Frank,

Reading these recent posts of yours, here are a few of things I'm noticing.

1. You are grieving the downward trajectory of your marriage. Looks like it's over. You seem sure of it. You keep reminding yourself it's over.

2. You are hurt at being rejected by your wife.

3. You are outraged at her ability to detach so easily, connect with friends and take care of herself. She's doing what you should be doing in a situation like this. Her instinct for self-preservation and self-care is more developed than yours. You have defined yourself as the one who loves unconditionally, even at great cost to yourself. Frank IS self-sacrifice.

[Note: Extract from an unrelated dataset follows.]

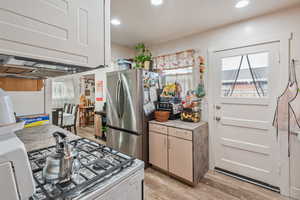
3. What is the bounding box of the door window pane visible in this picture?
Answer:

4. You believe you rescued/saved your wife two years ago at great cost to yourself. You also believe because you saved her, she should have been willing to save you when you fell down.

5. Your wife doesn't necessarily believe you saved her -- at least not to the extent you do. We all re-write history. She thinks you worked hard on saving the marriage and appreciates that you welcomed her back, but, in essence, she feels you haven't personally changed and that the same stresses that were in the marriage 2 yrs ago are still present. She thinks you applied a band-aid to a deep flesh wound.

4. You really want her love and you want it to work out.

5. You are simultaneously very angry with her, to the point of feeling hatred and contempt.

6. You are not controlling at all. But you are needy at this point in time.

7. The balance of power in your relationship is entirely in your wife's favor right now.

8. The state that you are in is not healthy for you, nor is it attractive to your wife.

9. That state that you are in is like a drowning man. You need to reach for a life preserver, for you own sake and for your kids. If you are still at all interested in working on the marriage, you need to reach for the life preserver, since no one is going to hitch their destiny to a drowning man.

Well, the golden question is what do you want? Here are some questions that might help you to clarify.

1. Do I want to be authentic about how I feel right now, regardless of the outcome in my marriage?

2. Do I want to stop living in fear and state exactly how I feel and, in turn, act in accordance with my feelings?

3. Do I want to save the marriage? Do I want to stay married to this woman?

4. Do I want to save myself and reach wholeness, joy and success independent of the outcome of my marriage?

5. Do I think the marriage must end before I really can work on myself?

6. Can I really take care of myself without doing it reference to it's affect on my wife and the possibilty of saving the marriage?

I think you can and should be authentic and raw at times, but I think if that's the main thing in your life and there's nothing else really good or healthful going on for you, then you will, most probably, accelerate the end of the marriage and have to do your healing AFTER The divorce. That's OK.

I think if you let some good things into your life, pursue strong friendships in your area and take care of yourself, while being authentic about your negative feelings, you will heal faster, regardless of the outcome in the marriage. However if you are still open tp repairing you marriage, have the best change of doing so. Why? Because you are being honest AND seeking healing/growth for yourself. Forget the fake happy face. You will have a happy face when good things are happening in your life. You will also have a sad face when reflecting on your marriage. At least that's honest, but forward moving and attractive.

What I'm saying is go ahead and grieve, be pissed off, be angry, be authentic, but ALSO take care of yourself. Taking care of yourself will help remove the neediness. In the end your wife might not be able to deal with your honesty. But, at least, she'll be leaving an honest, strong and vital Frank.

Now why do I even dare bring up the issue of saving the marriage? Because, I think, it's still a desire of yours. We all know the best thing to tell you it to detach and take care of yourself. But I wanted to re-introduce the topic, because I think you, like many of us, have difficulty shutting off the affection for our spouses and cannot easily detach. We're human -- go figure.

--Theoden


Last edited by theoden; 03/17/08 03:00 PM.